26 August 2018

The Guardian: “The war against Pope Francis”

Last year, one cardinal, backed by a few retired colleagues, raised the possibility of a formal declaration of heresy – the wilful rejection of an established doctrine of the church, a sin punishable by excommunication. Last month, 62 disaffected Catholics, including one retired bishop and a former head of the Vatican bank, published an open letter that accused Francis of seven specific counts of heretical teaching.

To accuse a sitting pope of heresy is the nuclear option in Catholic arguments. Doctrine holds that the pope cannot be wrong when he speaks on the central questions of the faith; so if he is wrong, he can’t be pope. On the other hand, if this pope is right, all his predecessors must have been wrong.

The question is particularly poisonous because it is almost entirely theoretical.
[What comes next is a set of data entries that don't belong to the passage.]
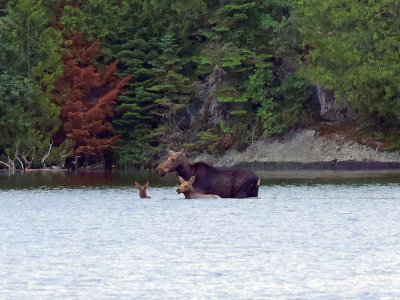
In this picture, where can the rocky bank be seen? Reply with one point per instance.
(310, 149)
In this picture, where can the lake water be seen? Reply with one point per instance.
(89, 236)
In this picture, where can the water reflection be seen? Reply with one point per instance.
(89, 236)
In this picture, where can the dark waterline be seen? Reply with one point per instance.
(89, 236)
(67, 179)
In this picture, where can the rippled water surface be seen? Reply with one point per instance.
(91, 237)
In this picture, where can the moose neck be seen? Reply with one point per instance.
(185, 170)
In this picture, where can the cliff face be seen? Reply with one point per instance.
(311, 149)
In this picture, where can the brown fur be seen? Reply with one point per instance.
(229, 183)
(186, 188)
(142, 189)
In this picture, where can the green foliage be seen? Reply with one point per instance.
(352, 48)
(165, 46)
(30, 65)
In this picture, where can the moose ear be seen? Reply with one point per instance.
(182, 150)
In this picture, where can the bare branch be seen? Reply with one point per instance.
(7, 165)
(63, 157)
(47, 154)
(22, 165)
(28, 163)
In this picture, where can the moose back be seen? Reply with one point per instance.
(229, 183)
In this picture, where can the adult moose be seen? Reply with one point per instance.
(229, 183)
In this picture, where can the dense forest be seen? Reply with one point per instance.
(117, 82)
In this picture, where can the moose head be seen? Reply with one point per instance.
(142, 189)
(186, 186)
(173, 162)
In practice, in most of the world, divorced and remarried couples are routinely offered communion. Pope Francis is not proposing a revolution, but the bureaucratic recognition of a system that already exists, and might even be essential to the survival of the church. If the rules were literally applied, no one whose marriage had failed could ever have sex again. This is not a practical way to ensure there are future generations of Catholics.

Andrew Brown

Interesting long read on a subject I haven’t closely followed, but seems relevant for the current struggles of the Catholic Church. To me, Catholicism has always seemed more restrictive than other Christian churches on many subjects, including the right of priests to marry and, as mentioned in the article, divorce, which I find especially strange for a faith that considers itself ‘universal’. By contrast, Orthodox priests are not allowed into office if they are not married – to set the proper example for their parish. The Orthodox Church is more lenient when it comes to divorce as well, defining a fairly narrow list of cases when it’s permitted.

The newly appointed Pope Francis at the Vatican in 2013
The newly appointed Pope Francis at the Vatican in 2013. Photograph: Osservatore Romano/Reuters

The central dispute is between Catholics who believe that the church should set the agenda for the world, and those who think the world must set the agenda for the church. Those are ideal types: in the real world, any Catholic will be a mixture of those orientations, but in most of them, one will predominate.
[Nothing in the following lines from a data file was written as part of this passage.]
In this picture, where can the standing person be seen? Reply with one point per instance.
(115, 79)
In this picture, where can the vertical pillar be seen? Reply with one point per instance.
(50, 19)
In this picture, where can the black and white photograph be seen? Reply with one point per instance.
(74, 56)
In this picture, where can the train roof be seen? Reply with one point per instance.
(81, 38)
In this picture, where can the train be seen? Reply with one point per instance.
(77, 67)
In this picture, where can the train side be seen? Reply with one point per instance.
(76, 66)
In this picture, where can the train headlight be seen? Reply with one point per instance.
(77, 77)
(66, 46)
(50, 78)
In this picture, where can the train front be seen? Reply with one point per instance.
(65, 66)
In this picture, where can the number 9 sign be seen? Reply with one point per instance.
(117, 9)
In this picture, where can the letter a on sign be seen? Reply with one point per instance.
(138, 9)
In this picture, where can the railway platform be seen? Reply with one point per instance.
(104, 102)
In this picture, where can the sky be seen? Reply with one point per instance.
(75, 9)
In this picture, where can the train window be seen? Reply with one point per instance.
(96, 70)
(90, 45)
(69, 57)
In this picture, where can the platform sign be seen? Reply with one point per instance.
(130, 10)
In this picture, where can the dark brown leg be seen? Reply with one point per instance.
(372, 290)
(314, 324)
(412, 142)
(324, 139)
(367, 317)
Francis is a very pure example of the “outer-directed” or extrovert Catholic, especially compared with his immediate predecessors. His opponents are the introverts. Many were first attracted to the church by its distance from the concerns of the world. A surprising number of the most prominent introverts are converts from American Protestantism, some driven by the shallowness of the intellectual resources they were brought up with, but much more by a sense that liberal Protestantism was dying precisely because it no longer offered any alternative to the society around it. They want mystery and romance, not sterile common sense or conventional wisdom. No religion could flourish without that impulse.

This quote captures the essence of the argument perfectly, but in my humble opinion, it’s a false dilemma. The primary purpose of the Church, of any faith actually, is to set the spiritual agenda for its members and beyond, to provide comfort and acceptance beyond our common everyday concerns, and a vision of something greater than our small selves. The Church should be involved in the ‘real’ world, but not the ‘set the agenda’, instead to offer Christian moral guidance and solutions for the problems of the day.